Le lendemain matin, tandis qu'il déjeunait, Basil Hallward entra.

—Je suis bien heureux de vous trouver, Dorian, dit-il gravement. Je suis venu hier soir et on m'a dit que vous étiez à l'Opéra. Je savais que c'était impossible. Mais j'aurais voulu que vous m'eussiez laissé un mot, me disant où vous étiez allé. J'ai passé une bien triste soirée, craignant qu'une première tragédie soit suivie d'une autre. Vous auriez dû me télégraphier dès que vous en avez entendu parler. Je l'ai lu par hasard dans la dernière édition du Globe au club. Je vins aussitôt ici et je fus vraiment désolé de ne pas vous trouver. Je ne saurais vous dire combien j'ai eu le coeur brisé par tout cela. Je sais ce que vous devez souffrir. Mais où étiez-vous? Êtes-vous allé voir la mère de la pauvre fille? Un instant. J'avais songé à vous y chercher. On avait mis l'adresse dans le journal. Quelque part dans Euston Road, n'est-ce pas?

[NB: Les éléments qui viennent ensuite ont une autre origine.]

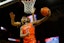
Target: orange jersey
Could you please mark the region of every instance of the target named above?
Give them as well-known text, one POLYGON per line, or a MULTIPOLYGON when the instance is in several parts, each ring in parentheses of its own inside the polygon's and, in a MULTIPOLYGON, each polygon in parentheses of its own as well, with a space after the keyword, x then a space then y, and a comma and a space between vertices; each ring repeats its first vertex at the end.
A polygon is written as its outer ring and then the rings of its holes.
POLYGON ((28 40, 35 40, 35 28, 34 28, 32 23, 28 23, 27 25, 22 26, 23 34, 25 34, 28 31, 29 31, 30 34, 28 36, 24 37, 25 42, 28 41, 28 40))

Mais j'eus peur d'importuner une douleur que je ne pouvais consoler. Pauvre femme! Dans quel état elle devait être! Son unique enfant!... Que disait-elle?

—Mon cher Basil, que sais-je? murmura Dorian Gray en buvant à petits coups d'un vin jaune pâle dans un verre de Venise, délicatement contourné et doré, en paraissant profondément ennuyé. J'étais à l'Opéra, vous auriez dû y venir. J'ai rencontré pour la première lois lady Gwendoline, la soeur d'Harry. Nous étions dans sa loge. Elle est tout à fait charmante et la Patti a chanté divinement. Ne parlez pas de choses horribles. Si l'on ne parlait jamais d'une chose, ce serait comme si elle n'était jamais arrivée. C'est seulement l'expression, comme dit Harry, qui donne une réalité aux choses. Je dois dire que ce n'était pas l'unique enfant de la pauvre femme. Il y a un fils, un charmant garçon je crois. Mais il n'est pas au théâtre. C'est un marin, ou quelque chose comme cela. Et maintenant parlez-moi de vous et de ce que vous êtes en train de peindre?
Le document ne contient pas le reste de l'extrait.